Many forces are at work on towers. Gravity and the dead load of the tower push down, the ground pushes back up, and small air movements push from the side. A foundation distributes the load into the surrounding ground material and can help balance the sideways wind force. The size of the foundation depends on the strength of the supporting ground. A foundation placed in rock can be smaller than a foundation placed in sand or mud.
Challenge your students this week to build the tallest tower they can. You can use any materials you like, such as blown up balloons, uncooked spaghetti or newspapers and tape. Remind students to think all the ways they can alter the materials they are working with. Encourage them to think about shapes and stability. Reinforce that this is not a competition between groups, but rather a chance to learn from others' discoveries so that looking at what other groups are doing is good. Remind them that they may use the tape to stiffen the materials such as paper, particularly at the base, or to hold stable shapes such as triangles or columns together.

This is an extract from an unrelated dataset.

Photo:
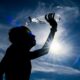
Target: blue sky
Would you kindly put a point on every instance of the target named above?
(64, 66)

As groups finish and measure their towers, everyone should be encouraged take a group tour of the results, thinking about the creations in terms of what forces are affecting these towers. The dead load of the tower are pushing down, the surface is pushing back up, and small air movements are adding forces from the side. What different solutions did groups come up with to counteract these forces? What is similar about the taller structures? Encourage students to point out creative uses of shapes, fastening techniques, wide bases, and other solutions to balancing and stiffening their towers.